Part of the process is going from store-to-store shopping, a process Bylo was a bit grumbly about.
Despite the grousing, Bylo's actions told a different story, and he soon began to dote on Cowboy.
Bylo said he felt like it would work out when he took Cowboy to get his ears cleaned and his toenails waxed. Then, after he found himself buying Cowboy a $100 memory foam bed, he knew he was stuck.
"I bought him the best bed I could find. It's a big bed," Bylo said.
Treatments for PTSD vary radically from person to person, but Bylo's many years of success with Duke and now Cowboy may indicate a different and effective approach to handling PTSD.

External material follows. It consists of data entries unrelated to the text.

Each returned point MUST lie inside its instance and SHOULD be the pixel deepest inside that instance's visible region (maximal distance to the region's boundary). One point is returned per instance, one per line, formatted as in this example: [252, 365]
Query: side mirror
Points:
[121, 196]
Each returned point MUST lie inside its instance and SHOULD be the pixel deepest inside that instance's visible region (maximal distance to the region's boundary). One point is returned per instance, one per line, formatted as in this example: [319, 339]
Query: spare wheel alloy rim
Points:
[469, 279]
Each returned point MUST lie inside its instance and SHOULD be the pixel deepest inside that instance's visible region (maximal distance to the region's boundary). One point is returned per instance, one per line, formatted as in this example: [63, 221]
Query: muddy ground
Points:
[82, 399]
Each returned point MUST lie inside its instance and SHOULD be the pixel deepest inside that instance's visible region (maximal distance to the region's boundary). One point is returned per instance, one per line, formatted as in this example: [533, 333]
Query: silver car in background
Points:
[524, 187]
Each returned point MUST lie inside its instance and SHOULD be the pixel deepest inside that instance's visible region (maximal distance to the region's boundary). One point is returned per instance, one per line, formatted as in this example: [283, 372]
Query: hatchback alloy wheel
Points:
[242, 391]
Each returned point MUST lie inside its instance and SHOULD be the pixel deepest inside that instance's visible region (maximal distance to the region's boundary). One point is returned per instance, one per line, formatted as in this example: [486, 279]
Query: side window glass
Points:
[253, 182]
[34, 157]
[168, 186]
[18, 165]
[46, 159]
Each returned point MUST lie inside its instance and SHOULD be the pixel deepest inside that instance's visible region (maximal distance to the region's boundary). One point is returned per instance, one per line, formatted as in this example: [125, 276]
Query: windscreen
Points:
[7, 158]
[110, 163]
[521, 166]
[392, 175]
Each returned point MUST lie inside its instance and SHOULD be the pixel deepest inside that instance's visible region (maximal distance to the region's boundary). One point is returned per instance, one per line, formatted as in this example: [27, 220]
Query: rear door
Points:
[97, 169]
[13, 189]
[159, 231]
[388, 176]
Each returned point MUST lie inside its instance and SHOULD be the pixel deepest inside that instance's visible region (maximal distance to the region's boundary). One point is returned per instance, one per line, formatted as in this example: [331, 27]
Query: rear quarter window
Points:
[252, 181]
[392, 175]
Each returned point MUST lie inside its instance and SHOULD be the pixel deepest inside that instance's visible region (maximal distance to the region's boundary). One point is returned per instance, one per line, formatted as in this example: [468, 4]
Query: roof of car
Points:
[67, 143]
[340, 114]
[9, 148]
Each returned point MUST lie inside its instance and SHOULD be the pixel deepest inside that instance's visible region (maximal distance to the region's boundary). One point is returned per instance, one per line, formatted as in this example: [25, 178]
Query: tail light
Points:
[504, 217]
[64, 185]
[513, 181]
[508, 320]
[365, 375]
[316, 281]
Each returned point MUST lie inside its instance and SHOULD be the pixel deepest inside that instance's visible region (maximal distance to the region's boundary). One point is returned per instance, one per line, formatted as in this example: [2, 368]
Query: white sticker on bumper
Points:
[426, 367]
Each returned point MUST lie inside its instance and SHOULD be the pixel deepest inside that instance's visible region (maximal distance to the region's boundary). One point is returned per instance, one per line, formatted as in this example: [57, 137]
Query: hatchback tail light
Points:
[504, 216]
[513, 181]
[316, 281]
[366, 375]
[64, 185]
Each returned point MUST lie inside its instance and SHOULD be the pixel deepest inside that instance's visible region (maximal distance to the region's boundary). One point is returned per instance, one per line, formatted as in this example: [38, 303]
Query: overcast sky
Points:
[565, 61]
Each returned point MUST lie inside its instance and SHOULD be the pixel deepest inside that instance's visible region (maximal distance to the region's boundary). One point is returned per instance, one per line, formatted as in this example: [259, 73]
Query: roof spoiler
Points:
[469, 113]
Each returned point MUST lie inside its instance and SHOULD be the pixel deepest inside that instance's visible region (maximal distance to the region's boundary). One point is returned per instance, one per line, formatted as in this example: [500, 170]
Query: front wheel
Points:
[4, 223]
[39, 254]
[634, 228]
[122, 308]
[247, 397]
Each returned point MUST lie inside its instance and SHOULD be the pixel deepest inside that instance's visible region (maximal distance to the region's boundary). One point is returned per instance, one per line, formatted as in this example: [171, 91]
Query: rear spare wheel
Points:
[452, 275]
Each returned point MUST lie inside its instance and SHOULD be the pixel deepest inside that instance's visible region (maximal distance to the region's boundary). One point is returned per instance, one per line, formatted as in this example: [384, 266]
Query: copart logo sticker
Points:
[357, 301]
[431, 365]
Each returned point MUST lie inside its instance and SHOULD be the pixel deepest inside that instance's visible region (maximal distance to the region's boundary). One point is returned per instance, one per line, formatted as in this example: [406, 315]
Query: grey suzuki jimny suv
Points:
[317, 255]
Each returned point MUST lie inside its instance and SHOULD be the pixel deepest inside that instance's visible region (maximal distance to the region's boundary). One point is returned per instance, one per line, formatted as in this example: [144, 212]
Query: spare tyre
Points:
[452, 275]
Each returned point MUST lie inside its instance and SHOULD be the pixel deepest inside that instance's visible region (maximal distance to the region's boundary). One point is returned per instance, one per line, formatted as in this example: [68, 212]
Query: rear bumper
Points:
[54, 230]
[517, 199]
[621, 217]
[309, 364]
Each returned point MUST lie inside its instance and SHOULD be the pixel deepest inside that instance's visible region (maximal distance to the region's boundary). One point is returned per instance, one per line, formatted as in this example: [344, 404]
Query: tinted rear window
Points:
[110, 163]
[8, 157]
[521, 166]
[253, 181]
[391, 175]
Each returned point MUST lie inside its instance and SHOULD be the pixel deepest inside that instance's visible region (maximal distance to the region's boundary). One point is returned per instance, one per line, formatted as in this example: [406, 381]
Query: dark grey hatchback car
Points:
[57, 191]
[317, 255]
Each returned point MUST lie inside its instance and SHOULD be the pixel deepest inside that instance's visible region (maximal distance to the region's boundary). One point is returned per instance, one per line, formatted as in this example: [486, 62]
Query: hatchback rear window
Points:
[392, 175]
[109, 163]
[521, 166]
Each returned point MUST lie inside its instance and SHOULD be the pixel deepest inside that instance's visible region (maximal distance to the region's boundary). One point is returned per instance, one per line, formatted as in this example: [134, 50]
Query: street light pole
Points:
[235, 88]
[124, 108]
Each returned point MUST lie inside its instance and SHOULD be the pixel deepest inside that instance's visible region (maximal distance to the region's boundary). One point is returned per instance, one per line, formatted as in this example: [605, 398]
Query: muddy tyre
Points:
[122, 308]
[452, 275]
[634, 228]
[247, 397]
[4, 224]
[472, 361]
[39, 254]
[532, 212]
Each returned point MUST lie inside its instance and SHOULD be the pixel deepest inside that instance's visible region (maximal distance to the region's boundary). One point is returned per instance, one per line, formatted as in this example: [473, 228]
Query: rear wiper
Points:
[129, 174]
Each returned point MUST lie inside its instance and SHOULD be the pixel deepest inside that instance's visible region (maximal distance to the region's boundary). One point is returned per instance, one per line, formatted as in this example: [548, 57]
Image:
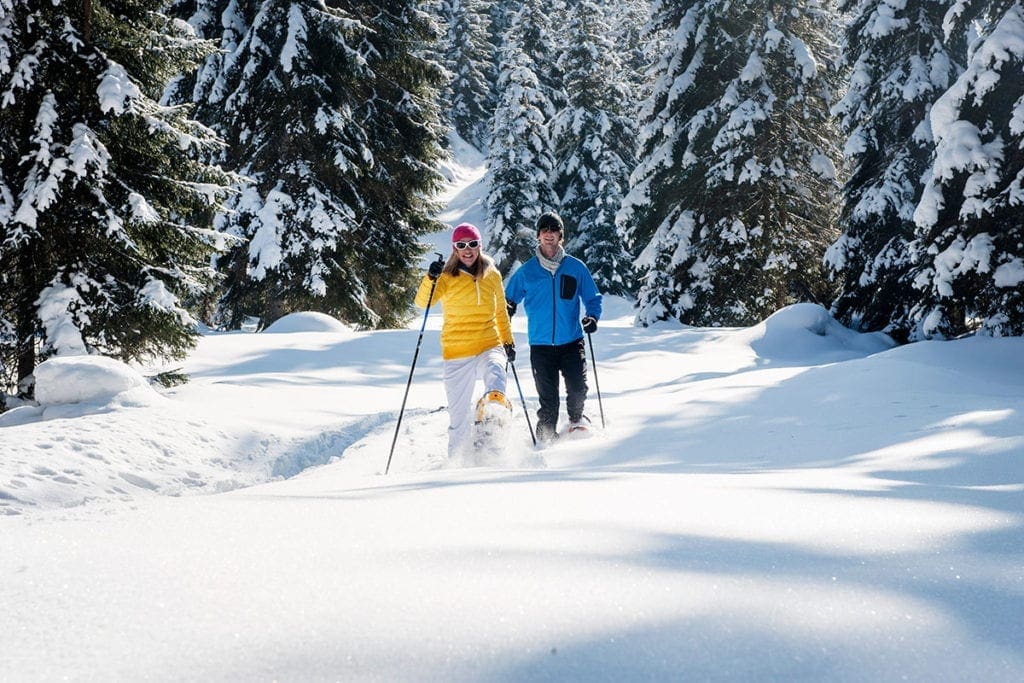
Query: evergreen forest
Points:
[167, 165]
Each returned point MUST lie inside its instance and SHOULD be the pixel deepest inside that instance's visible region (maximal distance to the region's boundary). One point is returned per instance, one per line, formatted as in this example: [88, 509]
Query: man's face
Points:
[550, 240]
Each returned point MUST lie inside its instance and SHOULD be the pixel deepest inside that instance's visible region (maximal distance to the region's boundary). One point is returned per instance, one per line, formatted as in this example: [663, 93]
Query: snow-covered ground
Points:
[788, 501]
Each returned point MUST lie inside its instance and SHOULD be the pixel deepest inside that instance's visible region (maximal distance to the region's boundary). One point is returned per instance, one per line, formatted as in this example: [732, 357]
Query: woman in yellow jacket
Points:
[476, 335]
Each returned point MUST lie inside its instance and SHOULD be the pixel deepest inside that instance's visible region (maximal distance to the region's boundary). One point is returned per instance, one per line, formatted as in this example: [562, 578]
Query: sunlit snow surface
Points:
[825, 508]
[790, 501]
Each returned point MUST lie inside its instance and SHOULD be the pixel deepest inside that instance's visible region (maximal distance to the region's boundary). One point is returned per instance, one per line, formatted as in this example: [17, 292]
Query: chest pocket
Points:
[567, 287]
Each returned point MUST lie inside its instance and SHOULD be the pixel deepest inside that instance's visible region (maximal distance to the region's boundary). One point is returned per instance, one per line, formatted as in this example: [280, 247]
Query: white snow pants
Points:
[460, 380]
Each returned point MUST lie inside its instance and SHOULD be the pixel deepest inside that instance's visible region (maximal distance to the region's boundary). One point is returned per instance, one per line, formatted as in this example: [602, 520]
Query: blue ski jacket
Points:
[552, 301]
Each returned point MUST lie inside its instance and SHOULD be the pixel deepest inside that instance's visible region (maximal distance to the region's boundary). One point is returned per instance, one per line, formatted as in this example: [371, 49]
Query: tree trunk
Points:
[86, 15]
[25, 321]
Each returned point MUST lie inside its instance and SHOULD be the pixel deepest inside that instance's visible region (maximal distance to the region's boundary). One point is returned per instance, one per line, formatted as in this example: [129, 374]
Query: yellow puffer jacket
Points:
[475, 316]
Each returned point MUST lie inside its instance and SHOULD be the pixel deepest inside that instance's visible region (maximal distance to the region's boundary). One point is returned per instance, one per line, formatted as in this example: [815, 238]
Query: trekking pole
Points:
[411, 370]
[597, 385]
[524, 410]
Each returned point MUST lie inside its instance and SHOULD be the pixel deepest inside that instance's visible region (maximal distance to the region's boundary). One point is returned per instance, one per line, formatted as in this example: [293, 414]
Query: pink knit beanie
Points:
[465, 231]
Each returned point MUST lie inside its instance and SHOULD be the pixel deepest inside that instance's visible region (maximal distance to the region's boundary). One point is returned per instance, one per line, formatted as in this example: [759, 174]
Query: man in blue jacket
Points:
[551, 287]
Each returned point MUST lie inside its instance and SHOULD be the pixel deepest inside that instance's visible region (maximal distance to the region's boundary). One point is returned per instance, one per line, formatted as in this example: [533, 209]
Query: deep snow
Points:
[787, 501]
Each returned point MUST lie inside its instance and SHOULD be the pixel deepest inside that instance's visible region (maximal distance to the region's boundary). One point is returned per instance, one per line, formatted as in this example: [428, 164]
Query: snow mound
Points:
[89, 379]
[306, 322]
[807, 330]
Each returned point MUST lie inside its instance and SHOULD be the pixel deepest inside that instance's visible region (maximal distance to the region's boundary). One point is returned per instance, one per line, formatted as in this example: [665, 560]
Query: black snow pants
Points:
[547, 361]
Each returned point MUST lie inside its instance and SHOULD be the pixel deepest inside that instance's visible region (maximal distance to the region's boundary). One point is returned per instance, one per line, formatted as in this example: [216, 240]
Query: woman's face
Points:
[469, 251]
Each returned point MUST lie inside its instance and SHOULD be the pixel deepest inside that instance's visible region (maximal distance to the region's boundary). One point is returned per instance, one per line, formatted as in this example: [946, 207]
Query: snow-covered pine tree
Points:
[636, 51]
[102, 236]
[520, 159]
[331, 111]
[733, 202]
[970, 246]
[899, 65]
[595, 146]
[469, 56]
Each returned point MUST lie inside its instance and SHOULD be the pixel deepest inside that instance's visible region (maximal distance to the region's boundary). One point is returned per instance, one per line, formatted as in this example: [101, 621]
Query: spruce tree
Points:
[520, 159]
[331, 112]
[469, 57]
[969, 250]
[899, 65]
[594, 153]
[732, 203]
[103, 209]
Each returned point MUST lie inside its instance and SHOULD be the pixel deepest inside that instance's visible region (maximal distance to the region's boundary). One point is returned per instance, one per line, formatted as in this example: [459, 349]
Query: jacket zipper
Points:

"I would say about two-thirds of the guys we give dogs to would look me in the eye and say their dog saved their life," Cathie said. "They were headed to a very dark place and were going to do something that they had no idea the ramifications of. But now they have this dog in their life."
"That dog doesn't eat unless they feed them. It gives them a different focus and a reason for not going there."
The SLS will continue to maintain contact with Bylo and support his budding relationship with Cowboy going forward. When Cowboy retires, SLS will provide Bylo with a new service animal, Cathie said.
When the ice melts, Bylo will find himself once again off the grid in the same woods, but now he has a new companion watching his back. Duke, retired nearby, can rest easy.